Американские войска должны были иллюстрировать эту «независимость» и поддерживать «порядок».

Только выбравшись за пределы Манилы в глубь острова и в глубь океана, мы увидели, как прекрасна и изобильна здесь земля.

Казалось, тут все есть для счастья. Щедра природа. Благодатна почва. Прохладны реки. Изобильны недра. Здесь есть все — уголь и железо, золото и серебро, медь и марганец, хром и нефть. Леса богаты красным деревом, «железным» деревом. Кокосовые пальмы дают драгоценную копру — треть всей копры мира. Земля родит щедро и без усилий сахарный тростник, рис, маис, табак, сладкий картофель. Манильская конопля славится в мире — из нее получается отличная пенька.

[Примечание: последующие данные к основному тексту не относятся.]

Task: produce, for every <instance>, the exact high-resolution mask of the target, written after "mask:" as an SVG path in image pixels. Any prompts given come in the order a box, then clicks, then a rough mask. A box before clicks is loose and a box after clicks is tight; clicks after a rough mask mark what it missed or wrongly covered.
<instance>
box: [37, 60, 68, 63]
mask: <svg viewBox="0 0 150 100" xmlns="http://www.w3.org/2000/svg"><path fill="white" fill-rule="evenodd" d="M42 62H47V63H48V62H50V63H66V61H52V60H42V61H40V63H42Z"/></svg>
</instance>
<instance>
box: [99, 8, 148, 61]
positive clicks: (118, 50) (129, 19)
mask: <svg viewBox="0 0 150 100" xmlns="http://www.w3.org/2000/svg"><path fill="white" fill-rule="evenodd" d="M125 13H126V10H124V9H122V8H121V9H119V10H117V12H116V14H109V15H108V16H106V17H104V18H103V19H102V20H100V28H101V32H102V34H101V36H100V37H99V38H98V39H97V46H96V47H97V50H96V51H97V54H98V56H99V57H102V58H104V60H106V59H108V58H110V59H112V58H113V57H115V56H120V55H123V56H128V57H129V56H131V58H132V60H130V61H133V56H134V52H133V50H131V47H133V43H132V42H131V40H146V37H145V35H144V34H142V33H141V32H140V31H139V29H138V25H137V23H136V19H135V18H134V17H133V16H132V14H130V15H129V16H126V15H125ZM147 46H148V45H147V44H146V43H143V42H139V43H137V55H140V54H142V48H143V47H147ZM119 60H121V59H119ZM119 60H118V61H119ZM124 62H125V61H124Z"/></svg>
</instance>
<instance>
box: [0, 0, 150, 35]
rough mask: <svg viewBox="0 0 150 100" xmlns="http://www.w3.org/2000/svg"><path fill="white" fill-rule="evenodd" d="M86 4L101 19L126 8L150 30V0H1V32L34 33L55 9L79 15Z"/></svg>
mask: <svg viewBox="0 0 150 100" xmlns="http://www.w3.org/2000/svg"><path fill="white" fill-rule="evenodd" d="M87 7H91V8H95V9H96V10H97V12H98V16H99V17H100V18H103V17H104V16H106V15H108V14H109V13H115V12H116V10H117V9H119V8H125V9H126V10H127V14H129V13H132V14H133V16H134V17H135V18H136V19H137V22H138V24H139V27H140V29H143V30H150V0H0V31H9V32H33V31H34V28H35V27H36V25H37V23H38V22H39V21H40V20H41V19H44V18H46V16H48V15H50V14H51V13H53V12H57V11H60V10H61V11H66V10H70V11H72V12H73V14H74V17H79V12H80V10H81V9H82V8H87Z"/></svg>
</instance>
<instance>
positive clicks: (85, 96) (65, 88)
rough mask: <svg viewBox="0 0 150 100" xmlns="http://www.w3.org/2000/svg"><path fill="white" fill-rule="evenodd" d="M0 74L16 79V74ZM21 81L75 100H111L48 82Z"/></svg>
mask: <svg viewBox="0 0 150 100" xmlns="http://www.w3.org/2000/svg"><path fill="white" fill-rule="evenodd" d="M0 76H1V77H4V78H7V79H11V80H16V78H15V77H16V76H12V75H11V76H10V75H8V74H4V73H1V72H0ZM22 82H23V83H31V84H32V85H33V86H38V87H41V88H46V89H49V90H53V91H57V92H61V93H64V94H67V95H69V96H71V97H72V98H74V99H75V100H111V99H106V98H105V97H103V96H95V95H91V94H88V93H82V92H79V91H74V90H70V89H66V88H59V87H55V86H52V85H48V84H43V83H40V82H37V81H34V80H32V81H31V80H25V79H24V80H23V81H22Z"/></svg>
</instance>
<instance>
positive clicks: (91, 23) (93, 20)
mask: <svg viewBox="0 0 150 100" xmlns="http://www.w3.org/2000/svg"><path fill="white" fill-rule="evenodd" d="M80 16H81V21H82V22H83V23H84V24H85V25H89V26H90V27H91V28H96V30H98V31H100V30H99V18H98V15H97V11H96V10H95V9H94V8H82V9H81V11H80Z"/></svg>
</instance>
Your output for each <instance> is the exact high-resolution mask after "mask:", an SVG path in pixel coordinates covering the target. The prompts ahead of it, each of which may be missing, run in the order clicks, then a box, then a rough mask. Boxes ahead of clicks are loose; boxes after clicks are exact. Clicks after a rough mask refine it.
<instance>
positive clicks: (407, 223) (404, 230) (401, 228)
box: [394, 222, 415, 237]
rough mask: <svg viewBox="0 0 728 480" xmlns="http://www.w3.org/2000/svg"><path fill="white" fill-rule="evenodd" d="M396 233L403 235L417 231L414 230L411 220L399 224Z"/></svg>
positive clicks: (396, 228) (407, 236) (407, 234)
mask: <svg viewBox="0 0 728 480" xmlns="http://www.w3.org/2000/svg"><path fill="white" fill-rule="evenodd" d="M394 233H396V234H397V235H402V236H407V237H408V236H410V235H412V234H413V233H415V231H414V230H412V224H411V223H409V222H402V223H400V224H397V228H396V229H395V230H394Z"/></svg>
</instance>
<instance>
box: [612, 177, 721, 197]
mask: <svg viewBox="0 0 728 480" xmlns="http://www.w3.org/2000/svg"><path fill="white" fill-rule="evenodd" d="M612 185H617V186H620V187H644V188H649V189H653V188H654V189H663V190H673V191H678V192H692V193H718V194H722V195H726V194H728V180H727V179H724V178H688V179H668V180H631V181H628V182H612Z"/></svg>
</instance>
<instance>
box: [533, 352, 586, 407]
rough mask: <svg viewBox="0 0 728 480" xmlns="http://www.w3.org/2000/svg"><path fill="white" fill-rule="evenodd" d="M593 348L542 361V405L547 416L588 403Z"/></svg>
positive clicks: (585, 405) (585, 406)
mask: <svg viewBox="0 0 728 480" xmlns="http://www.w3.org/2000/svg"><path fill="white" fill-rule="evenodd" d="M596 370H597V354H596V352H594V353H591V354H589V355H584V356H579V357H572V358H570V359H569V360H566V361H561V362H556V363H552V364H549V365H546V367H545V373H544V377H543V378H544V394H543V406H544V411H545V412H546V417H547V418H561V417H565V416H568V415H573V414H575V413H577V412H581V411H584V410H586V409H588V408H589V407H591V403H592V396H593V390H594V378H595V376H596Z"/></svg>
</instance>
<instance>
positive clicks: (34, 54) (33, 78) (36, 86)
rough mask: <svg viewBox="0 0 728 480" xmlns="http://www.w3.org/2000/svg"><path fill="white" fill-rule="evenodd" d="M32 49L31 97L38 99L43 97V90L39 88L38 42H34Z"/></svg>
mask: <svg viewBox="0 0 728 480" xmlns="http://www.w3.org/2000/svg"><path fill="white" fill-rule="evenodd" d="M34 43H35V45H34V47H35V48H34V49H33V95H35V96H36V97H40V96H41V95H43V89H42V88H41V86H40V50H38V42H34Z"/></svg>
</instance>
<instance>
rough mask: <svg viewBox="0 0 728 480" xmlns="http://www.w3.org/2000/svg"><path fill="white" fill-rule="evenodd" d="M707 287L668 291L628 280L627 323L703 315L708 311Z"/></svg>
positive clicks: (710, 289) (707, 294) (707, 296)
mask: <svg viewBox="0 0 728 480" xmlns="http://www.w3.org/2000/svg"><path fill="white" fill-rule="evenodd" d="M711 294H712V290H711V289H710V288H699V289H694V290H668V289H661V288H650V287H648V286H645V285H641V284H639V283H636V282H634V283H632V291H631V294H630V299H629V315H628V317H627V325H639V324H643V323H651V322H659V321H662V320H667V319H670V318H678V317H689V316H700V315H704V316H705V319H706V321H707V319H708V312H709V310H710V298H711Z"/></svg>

Здесь много света, много солнца, много воды. Много рыбы в реках и океане, много птицы и зверя.

Здесь все огромно, преувеличено, неправдоподобно, фантастично — слишком таровата природа тут. Здесь если дождь — так ливень. Если пальма — так гигант. Здесь бабочки с ладонь величиною. Здесь кокосовые орехи сами падают к твоим ногам, и летучие рыбы сами шлепаются на твою палубу.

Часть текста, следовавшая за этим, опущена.